El secretario de Estado de Estados Unidos, Marco Rubio, advirtió que el gobierno del presidente Donald Trump y la comunidad internacional no permanecerán “de brazos cruzados” tras las declaraciones del presidente de Nicaragua, Daniel Ortega, quien afirmó que en el país “no volverá a haber elecciones”.

A través de un mensaje publicado en la red social X y de un comunicado del Departamento de Estado, Rubio sostuvo que las declaraciones del mandatario nicaragüense evidencian el carácter autoritario de su gobierno y el de la copresidenta Rosario Murillo.

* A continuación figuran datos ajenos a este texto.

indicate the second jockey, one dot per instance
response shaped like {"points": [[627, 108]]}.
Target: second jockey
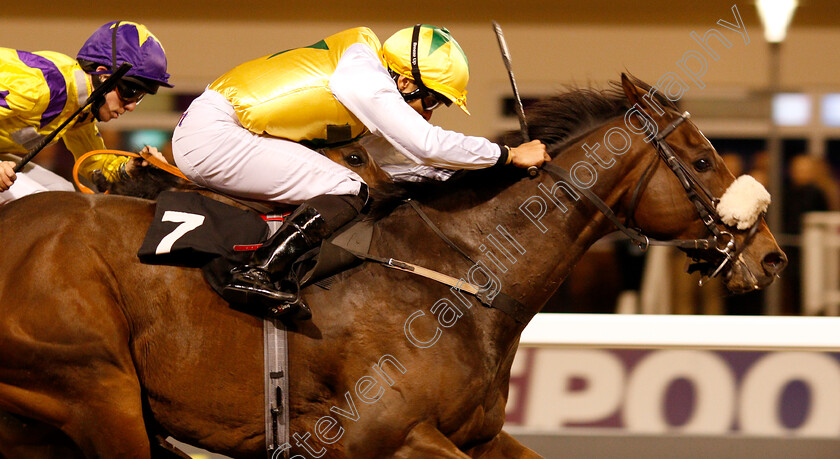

“Han abandonado incluso la apariencia de contar con el consentimiento popular”, señala el comunicado difundido por la diplomacia estadounidense.

Las reacciones surgieron luego de que Ortega, durante un acto por el 47 aniversario de la Revolución Sandinista, asegurara que en Nicaragua no volverán a celebrarse elecciones para evitar que la oposición acceda al poder. También anunció que la Asamblea Nacional aprobará nuevas leyes para impedir la actuación de quienes calificó como “golpistas” y “vendepatria”.

Las declaraciones del mandatario generaron críticas de organismos internacionales. La Comisión Interamericana de Derechos Humanos (CIDH) afirmó que son incompatibles con los principios de la democracia representativa, mientras que la Oficina en Washington para Asuntos Latinoamericanos (WOLA) llamó a la comunidad internacional a respaldar el derecho de los nicaragüenses a celebrar elecciones libres.

Integrantes de la oposición también interpretaron el mensaje como la confirmación de que el gobierno abandona cualquier apariencia de competencia política. El excandidato presidencial Félix Maradiaga, exiliado en Estados Unidos desde 2023, declaró al The New York Times que Ortega “enterró la democracia nicaragüense hace ya mucho tiempo” y que sus recientes declaraciones evidencian esa situación.

Nicaragua debía celebrar elecciones presidenciales a finales de 2026. Sin embargo, una reforma constitucional aprobada en 2025 aplazó los comicios hasta 2027, al tiempo que amplió el periodo presidencial, estableció la figura de la copresidencia y modificó la estructura institucional del Estado.

Las elecciones presidenciales de 2021 ya habían sido ampliamente cuestionadas por gobiernos y organismos internacionales debido a la detención de aspirantes opositores antes de la votación y la ausencia de competencia efectiva. En ese proceso, el Frente Sandinista de Liberación Nacional declaró vencedor a Ortega con el 75.92 % de los votos.

Desde su regreso al poder en 2007, Ortega ha impulsado diversas reformas legales y constitucionales que, según organizaciones internacionales y sectores opositores, han reducido los contrapesos institucionales y restringido la participación política. Estas reformas han sido objeto de críticas por parte de Naciones Unidas, la Organización de los Estados Americanos (OEA), el Parlamento Europeo, Estados Unidos y organizaciones de derechos humanos.